An enormous danger to the Church is an unthinking Christianity that slips into society's patterns of living without investigating their validity. We should fear bandwagons that draw in participants who haven't really thought through the significance and meaning of a particular movement for their lives. Marva Dawn Truly The Community
Lent is a time for Christians to focus often giving up things. Fat Tuesday also pancake or Shrove Tuesday last week is a clearing of formerly luxury foods for the season of Lent. A few years ago I limited my tv viewing to one hour a day. Friends give up chocolate. This year in Italy catholics are urging switching off technology such as mp3 players and abstaining or reducing internet surfing or text messaging until Easter.
Of course the issue really isn't about denial but discipline and self-discipline. Reducing my tv viewing freed me up for reading more things. Since I now don't have a tv now, I've decided to ensure I do an hour of devotional reading a day in this season. Not Bible study nor prayer but devotional reading by trying to read good Christian literature. I avoid as much Christian fluff as possible. Marva Dawn asserts "How people think is the basis for who they become."
Makoto Fujimura asserts that "we carry the dust of Eden in our DNA. Now, as we face a world ... we need to understand that our imaginative capacities carry a responsibility to heal, every bit as much as they carry a responsibility to depict angst." I feel Lent is a time of simplicity getting rid of complexity in order to find God both in angst and healing. Recently I was reading about the Father General of the Jesuits, Pedro Arupe who after celebrating Mass in a slum in South America, was invited to a home by a big man. Arupe wasn't sure whether to go or not, but he went to a shack that was ready to collapse.
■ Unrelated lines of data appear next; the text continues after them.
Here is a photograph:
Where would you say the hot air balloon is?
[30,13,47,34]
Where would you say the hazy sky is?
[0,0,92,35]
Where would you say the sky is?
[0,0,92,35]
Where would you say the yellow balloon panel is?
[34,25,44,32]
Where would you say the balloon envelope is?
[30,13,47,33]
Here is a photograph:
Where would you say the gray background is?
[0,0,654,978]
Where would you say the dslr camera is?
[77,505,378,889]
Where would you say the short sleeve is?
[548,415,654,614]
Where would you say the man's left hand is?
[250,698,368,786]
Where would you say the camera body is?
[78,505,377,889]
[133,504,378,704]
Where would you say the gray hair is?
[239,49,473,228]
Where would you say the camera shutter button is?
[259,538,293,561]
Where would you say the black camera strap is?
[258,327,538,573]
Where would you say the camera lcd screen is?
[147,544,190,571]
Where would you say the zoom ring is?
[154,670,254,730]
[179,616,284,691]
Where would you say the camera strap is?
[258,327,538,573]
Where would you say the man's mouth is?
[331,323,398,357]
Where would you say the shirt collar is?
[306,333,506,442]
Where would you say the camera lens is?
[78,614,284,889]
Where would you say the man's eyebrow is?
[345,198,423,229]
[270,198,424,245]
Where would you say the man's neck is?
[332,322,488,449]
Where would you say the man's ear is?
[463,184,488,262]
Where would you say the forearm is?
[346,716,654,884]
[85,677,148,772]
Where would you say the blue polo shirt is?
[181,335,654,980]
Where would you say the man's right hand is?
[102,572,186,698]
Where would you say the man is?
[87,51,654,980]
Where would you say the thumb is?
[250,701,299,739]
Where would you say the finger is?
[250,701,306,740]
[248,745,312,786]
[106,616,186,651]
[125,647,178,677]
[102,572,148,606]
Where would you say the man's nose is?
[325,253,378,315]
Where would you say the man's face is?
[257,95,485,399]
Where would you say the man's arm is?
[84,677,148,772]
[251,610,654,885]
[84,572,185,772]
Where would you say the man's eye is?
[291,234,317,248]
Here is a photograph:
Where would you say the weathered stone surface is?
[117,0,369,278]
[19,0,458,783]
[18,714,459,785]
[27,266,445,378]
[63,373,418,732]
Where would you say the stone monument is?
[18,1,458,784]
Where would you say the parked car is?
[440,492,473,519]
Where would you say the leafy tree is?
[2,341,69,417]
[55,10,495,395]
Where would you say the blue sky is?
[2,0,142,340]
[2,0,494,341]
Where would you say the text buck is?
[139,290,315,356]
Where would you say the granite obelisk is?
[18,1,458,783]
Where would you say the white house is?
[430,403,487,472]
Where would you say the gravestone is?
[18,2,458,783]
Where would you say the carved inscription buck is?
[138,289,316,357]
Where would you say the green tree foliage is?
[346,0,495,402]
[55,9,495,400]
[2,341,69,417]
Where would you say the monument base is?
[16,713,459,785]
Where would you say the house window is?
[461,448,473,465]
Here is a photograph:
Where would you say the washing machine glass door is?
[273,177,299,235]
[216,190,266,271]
He had me sit down on a rickety old chair. From there I could see the sunset. The big man said to me, "Look sir, how beautiful it is!" We sat in silence for a few minutes. The sun disappeared. The man then said, " I don't know how to thank you for all you have done for us. I have nothing to give you, but I thought you would like to see this sunset. You liked it, didn't you? Good evening."
I missed the sunset but last night I looked at the moon and then at a very bright light in the sky. So bright it was difficult not to keep looking at it and wondering what it was. I know now it is Venus in the Western sky. Can we appreciate or wonder at the simple things when we have the distraction of other things? I'm not sure or not.